Unser Radstadt
Der "Hiasl" kam in der Nacht
Eigentlich war der Hiasl der letzte Nachtwächter Radstadts, doch der ehemalige Gymnasialprofessor Dieter Pflüger lässt die Nachtwächter wieder aufleben.
RADSTADT (ama). Der "Hiasl" kam jede Nacht um zehn Uhr über den Fischerbühel heraufgekeucht. Machte eine Runde durch die Stadt, stimmte an den vorgeschriebenen Plätzen sein Lied an und machte unzählige Verbeugungen, so als ob er den Teufel verscheuchen wollte.

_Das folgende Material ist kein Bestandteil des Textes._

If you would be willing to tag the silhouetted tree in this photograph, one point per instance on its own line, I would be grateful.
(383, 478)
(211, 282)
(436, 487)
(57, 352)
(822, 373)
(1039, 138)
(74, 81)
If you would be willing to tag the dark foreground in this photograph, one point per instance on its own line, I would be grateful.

Das Treiben wiederholte sich dann zu mitternächtlicher Stunde, später um zwei Uhr und noch einmal in den frühen Morgenstunden.
Hias sollte aufpassen
Hias war der Radstädter Nachtwächter. Bekleidet war der Hias mit einem schnupftabakbraunen Havelock, einem Wetterkragen, über dem ein zweiter, viel kürzerer Kragen hing. Dazu hatte er eine Hellebarde an der Hand und eine Petroliumlaterne in der anderen, mit der er für ein wenig Licht auf dem Weg sorgte. So schlurfte er wie ein Nachtgespenst durch den Ort, dem Schnaps nicht abgeneigt, was zur Folge hatte, dass er des Öfteren auf einer Bank einschlief. Aus der Radstadt-Chronik geht hervor, dass Gemeindebürger am 9. August 1947 einen Antrag auf Einstellung eines neuen Nachtwächters einbrachten, da sich die Diebstähle nach dem Krieg mehrten und die Sperrstunden nicht mehr eingehalten wurden. Da die Bezahlung schlecht war und die Anerkennung der Stadtbewohner ausblieb, fand sich niemand mehr für den Posten.
Neuer Wächter
Dieter Pflüger, ein früherer Gymnasialprofessor, hat die Nachfolge des seligen Hiasl angetreten. Vor einigen Jahren belebte der Hobby-Historiker und begeisterte Radstädter die jahrhundertealte Tradition des Nachtwächters mit geführten Rundgängen um die historische Stadtmauer aus dem 13. Jahrhundert, vorbei an Stadtteich und Wehrgraben sowie an den drei sehenswerten Wehrtürmen aus dem 16. Jahrhundert und der Burg, dem ehemaligen Kapuzinerkloster.